With the first oral arguments in what promises to be a landmark case in the fight for—or against—net neutrality scheduled for February 1, the United States Court of Appeals for the District of Columbia on Wednesday announced the three-judge panel that will decide the case, according to The Washington Post, and they include two judges appointed by Democratic presidents, while the third was named to the bench by Republican Ronald Reagan.

For a while at least, the D.C. appeals court decision will be the final word on the lawsuit brought by the Mozilla, makers of the web browser Firefox, over whether the Federal Communications Commission’s repeal of the Obama-era net neutrality rules will stand, unless until the U.S. Supreme Court agrees to hear the inevitable appeal of the three judges’ decision.

The oral argument date may yet be postponed, however, if the two-week old government shutdown is not resolved by the end of the month.

The Reagan-appointed judge who will sit on the panel will be 82-year-old Stephen F. Williams, who has served on the court since 1986, and was named the D.C. court’s Senior Judge in 2001. In a 2016 case when a coalition of big telecom companies challenged the then-still-relatively-new net neutrality rules, Williams dissented from the court’s ruling upholding the rules, as The Washington Post reported

Judge Judith Rogers. 79, was nominated to the appeals court by President Bill Clinton in 1994. In 2014, Rogers sat on the three-judge panel that upheld the FCC’s right to impose net neutrality rules—though rejecting the rules that were then in place because they were put in place under regulations defining the internet as an “information service,” a type of service that is generally not subject to more than minimal government regulation.   

But the court at that time said that if the FCC defined the internet as a “common carrier,” the net neutrality regulations would likely stand.
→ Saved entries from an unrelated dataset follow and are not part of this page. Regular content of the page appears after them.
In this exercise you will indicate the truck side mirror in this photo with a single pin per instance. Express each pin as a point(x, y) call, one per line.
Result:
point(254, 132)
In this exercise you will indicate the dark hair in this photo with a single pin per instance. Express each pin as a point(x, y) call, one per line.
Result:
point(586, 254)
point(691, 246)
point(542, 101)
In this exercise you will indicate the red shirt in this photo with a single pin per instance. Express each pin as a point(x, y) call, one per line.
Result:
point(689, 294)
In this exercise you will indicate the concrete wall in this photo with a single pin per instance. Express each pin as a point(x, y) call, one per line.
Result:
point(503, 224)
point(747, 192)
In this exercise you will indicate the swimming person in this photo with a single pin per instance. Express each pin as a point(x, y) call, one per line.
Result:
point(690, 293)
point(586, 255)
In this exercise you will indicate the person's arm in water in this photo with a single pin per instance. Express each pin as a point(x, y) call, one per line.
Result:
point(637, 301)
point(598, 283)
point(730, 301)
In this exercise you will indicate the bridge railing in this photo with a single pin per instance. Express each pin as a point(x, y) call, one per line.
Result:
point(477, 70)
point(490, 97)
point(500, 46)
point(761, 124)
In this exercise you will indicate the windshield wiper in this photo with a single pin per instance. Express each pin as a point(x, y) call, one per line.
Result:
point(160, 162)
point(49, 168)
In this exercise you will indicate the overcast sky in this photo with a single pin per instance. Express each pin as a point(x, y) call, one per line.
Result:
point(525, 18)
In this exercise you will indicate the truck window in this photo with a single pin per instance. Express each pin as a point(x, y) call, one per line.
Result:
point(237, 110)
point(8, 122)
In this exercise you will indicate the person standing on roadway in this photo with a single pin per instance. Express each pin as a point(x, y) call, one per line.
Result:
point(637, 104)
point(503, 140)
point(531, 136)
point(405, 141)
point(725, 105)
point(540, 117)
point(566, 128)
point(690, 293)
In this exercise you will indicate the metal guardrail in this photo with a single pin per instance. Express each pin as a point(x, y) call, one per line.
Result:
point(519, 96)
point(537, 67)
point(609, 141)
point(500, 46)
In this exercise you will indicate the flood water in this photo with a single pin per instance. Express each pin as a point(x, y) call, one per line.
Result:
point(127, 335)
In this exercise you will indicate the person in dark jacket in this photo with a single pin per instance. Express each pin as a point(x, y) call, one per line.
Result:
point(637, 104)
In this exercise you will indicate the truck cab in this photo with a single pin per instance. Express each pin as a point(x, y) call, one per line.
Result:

It was under “Title II,” the “common carrier” provision, that the FCC under President Barack Obama imposed the rules in 2015—the set of rules repealed by the Republican dominated FCC last year.

The final judge who will hear the net neutrality lawsuit appeal will be 55-year-old Patricia Millett, who was named to the court by Obama in 2013. While Millett appears not to have yet heard a net neutrality-related case, she has ruled to block a corporate merger, is known as a strong advocate for abortion rights, and was called “a worthy successor to Ruth Bader Ginsburg” by Slate.com.